Moreover, in order to raise the intermediate potential to about 20(f) to 60%, the intermediate potential shield should naturally be located near the inclined part of the porcelain tube.

Therefore, in order to reliably control the potential distribution, the cylindrical insulator may be installed at an angle along the inclination of the porcelain tube with respect to the axial direction of the shield. This embodiment is shown in FIG. Here, B is the inclination angle. Furthermore, by stacking the porcelain in multiple stages, it is possible to improve the potential distribution on the surface of the porcelain tube. As explained above, according to the present invention, a cylindrical insulator arranged extending in the axial direction of the cylindrical internal grounding shield is used as a structure for supporting the intermediate potential shield. By adopting a simple structure in which the intermediate potential shield is supported by the insulator, a long creepage insulation distance can be obtained without increasing the inner diameter of the insulator tube, and the stability of the insulation in the gas can be measured.

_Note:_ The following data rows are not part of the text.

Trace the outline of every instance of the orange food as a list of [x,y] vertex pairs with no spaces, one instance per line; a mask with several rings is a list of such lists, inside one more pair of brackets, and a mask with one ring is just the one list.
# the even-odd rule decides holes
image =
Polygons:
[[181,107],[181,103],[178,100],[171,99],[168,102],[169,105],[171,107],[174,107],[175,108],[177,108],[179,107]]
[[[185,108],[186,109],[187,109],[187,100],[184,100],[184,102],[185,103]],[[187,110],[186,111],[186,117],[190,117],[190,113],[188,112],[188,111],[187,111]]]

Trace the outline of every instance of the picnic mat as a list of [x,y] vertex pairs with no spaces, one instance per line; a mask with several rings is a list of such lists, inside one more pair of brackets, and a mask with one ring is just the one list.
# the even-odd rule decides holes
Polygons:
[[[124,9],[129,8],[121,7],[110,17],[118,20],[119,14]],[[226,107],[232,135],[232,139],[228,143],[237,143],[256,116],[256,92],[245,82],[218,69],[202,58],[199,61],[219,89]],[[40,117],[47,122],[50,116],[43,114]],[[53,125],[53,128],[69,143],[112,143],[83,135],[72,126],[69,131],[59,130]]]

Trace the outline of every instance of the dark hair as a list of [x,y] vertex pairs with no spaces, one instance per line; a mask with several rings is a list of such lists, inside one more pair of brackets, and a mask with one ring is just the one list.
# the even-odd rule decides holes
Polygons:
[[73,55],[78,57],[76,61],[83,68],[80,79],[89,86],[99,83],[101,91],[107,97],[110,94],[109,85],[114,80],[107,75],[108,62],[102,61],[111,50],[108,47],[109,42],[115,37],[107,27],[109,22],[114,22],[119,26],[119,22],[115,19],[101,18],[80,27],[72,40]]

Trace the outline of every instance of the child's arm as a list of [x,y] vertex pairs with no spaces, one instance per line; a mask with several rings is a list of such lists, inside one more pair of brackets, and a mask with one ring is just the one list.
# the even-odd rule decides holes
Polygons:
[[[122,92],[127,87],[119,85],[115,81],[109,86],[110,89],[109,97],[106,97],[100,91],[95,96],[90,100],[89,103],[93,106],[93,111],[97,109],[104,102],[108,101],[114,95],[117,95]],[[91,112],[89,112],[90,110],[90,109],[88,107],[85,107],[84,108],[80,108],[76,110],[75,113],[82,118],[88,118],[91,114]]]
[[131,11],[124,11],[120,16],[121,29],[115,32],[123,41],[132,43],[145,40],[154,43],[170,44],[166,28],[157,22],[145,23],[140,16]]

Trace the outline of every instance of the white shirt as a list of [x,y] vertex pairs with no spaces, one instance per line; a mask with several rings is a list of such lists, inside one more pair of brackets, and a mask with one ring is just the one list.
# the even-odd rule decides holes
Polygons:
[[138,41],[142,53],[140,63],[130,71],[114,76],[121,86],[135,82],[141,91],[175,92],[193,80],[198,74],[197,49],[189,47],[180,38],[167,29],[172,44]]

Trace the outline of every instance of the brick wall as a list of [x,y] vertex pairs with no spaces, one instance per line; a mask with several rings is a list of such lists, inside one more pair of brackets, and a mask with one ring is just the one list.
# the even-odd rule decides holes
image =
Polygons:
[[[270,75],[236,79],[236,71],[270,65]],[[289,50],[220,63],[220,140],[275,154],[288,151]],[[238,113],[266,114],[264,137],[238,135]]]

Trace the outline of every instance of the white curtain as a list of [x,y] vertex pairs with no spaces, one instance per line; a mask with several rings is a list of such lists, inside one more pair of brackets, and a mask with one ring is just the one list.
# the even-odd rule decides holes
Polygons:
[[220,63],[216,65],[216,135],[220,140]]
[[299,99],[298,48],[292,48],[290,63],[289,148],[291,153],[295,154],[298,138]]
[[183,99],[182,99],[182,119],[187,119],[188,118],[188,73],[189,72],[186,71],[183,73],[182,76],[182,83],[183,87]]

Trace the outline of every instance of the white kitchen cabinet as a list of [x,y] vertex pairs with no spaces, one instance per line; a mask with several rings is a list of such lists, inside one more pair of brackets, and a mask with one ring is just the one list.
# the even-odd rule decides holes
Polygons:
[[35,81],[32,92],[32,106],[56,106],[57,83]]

In addition, since an intermediate potential shield is installed, the grounding shield on the air side can also be made small, reducing costs.

[Brief explanation of the drawing]

Claims (1)

[Claims] 1. A single insulator tube, a center conductor inserted into the insulator tube,
a cylindrical grounding shield disposed around the outer periphery of the central conductor within the insulator tube and fixed to a metal object at ground potential; an air grounding shield electrically connected to the cylindrical grounding shield and provided outside the insulator tube; an insulator having one end fixed to the high potential side end of the cylindrical ground shield and disposed toward the high potential side so that the other end extends in the axial direction of the ground shield;
a cylindrical electric field control shield having an intermediate potential, one end of which is fixed to the other side of the insulator, and the other end of which is located between the grounding shield and the center conductor and facing the grounding shield; Consists of gas bushing. 2. The gas bushing according to claim 1, wherein the insulator is constructed by distributing a plurality of cylindrical insulators. 3. The gas bushing according to claim 1, wherein the cylindrical electric field control shield is stacked in multiple stages. 4. The gas bushing according to claim 1, wherein the insulator is attached to the end of the cylindrical shield so as to be inclined along the inclined surface of the inner surface of the insulator tube.